Currey Park is on the site of a prior orchard. It is named after Henry Currey, a Chatswood resident and prospector. In 1897 Henry subdivided and sold his land on the corner of Victor Street and Albert Avenue to finance his mining ventures, and dedicated Tingha Street to Council. Tingha is a tin mining town south of Inverell, NSW.
The park was created in response to the increasing development within the Chatswood CBD, so was a less then optimal configuration and location for a park.
The park’s link to the town of Tingha is marked by artist Joe Hurst’s fountain and sculpture of Tingha Woman. The Tingha Woman story is written on a plaque next to the fountain:
The Willoughby-Bingara Friendly City Commemorative Garden commemorates a decade (1995 – 2005) of the Friendly City relationship between Willoughby City Council and the township of Bingara in northern NSW. The garden is dedicated to the former Mayor of Willoughby, John Squire for his dedication to the Willoughby and Bingara communities, and contains plants indigenous to Bingara and Willoughby.

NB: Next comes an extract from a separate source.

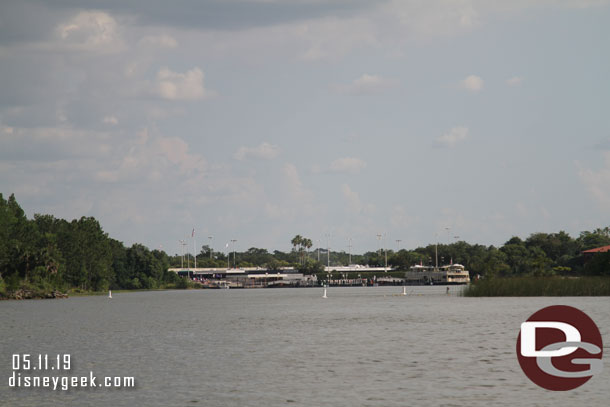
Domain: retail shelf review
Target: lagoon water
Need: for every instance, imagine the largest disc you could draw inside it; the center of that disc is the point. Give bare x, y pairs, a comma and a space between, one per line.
364, 346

There is also a wooden of an octopus sculpture in the park.
The park runs parallel to the Westfield carpark then does a dog-leg around to Tingha Street.
Mature trees (either on Council operational land or Tingha Park) have been planted in front of the carpark (presumably to provide some visual and acoustic amenity). There is a path through the centre of the park with some mosaic inlay and a number of wooden benches.
Some time ago, Scentre (Westfield) sought approval to extend a portion of the carpark to the east. It appears that there may have been some problems with notifying local residents. Approval was given for the work. Due to the location of the works, a number of trees had to be removed and a worksite was established (with consent) partly within the park. There was some damage to various features of the park. Residents were promised that new trees would replace old and that any damage would be remedied. The main ongoing issues for residents is that now the edge of the carpark is further to the east there is a greater intrusion from vehicles (both noise and light spill.
The vegetation cover in front of the new addition is not yet as dense as in front of other faces of the carpark; This should improve as the trees grow.
In particular, the wall face behind the Tingha Fountain is quite stark. This is likely because there is insufficient width behind the fountain to plant trees.
There are other sections of the park that are quite picturesque.
And some sections not so nice.
An excellent and succinct summary of the history of Currey Park and recent controversy involving Willoughby Council/Scentre Group.
Not all damage to the park and amenities have been remedied. And 2 replacement trees that have died have yet to be replaced.
Council did a very poor job monitoring/supervising Scentre Group during the carpark renovations work. It basically allowed Scentre Group to do as Scentre Group pleased, until and unless the residents or other concerned citizens complained.
Further, it is noted that in its recently released Planning Strategy document for the CBD, Currey Park is not mentioned at all, even though the Park is right on the edge of the CBD. The residents are highly suspicious!
Regrettably, it seems Currey Park is a very low priority to Council.
As it is the closest park to Chatswood CBD and one of the few remaining parcels of green open space in an increasingly urbanized district, it should be treasured and treated with more respect!
Residents may not be aware that Westfield Carpark, adjoining Currey Park, is owned by Willoughby Council and leased by Westfield.
Conflicts of interest could well arise regarding any potential or future Development plans on or over the carpark site should Council not remain at arms length from any process.
The following letter was sent to Council by Clr. Saville on behalf of local residents:
I have received a number of comments from residents in the CBD stressing the high value placed on Curry Park, a small oasis in the busy heart of Chatswood. This small pocket park offers amenity, passive recreation, shade, green space and quiet, for residents and visitors
I have received many inquiries related to the trees and consent conditions. As you know, trees were removed to allow Westfield to extend into the park to increase the number of car spaces.
I understand another tree has died. DA conditions stated 5 trees were to be replaced. Is it true that the officers recommended that only 4 trees were to be replaced?
Can you please clarify the truth?
Mis there any rationale to plant only 4 trees to replace 5 trees?
Surely the conditions of consent should be upheld? How can we ensure accountability and that the consent conditions are upheld?
I know the residents and progress association will be interested.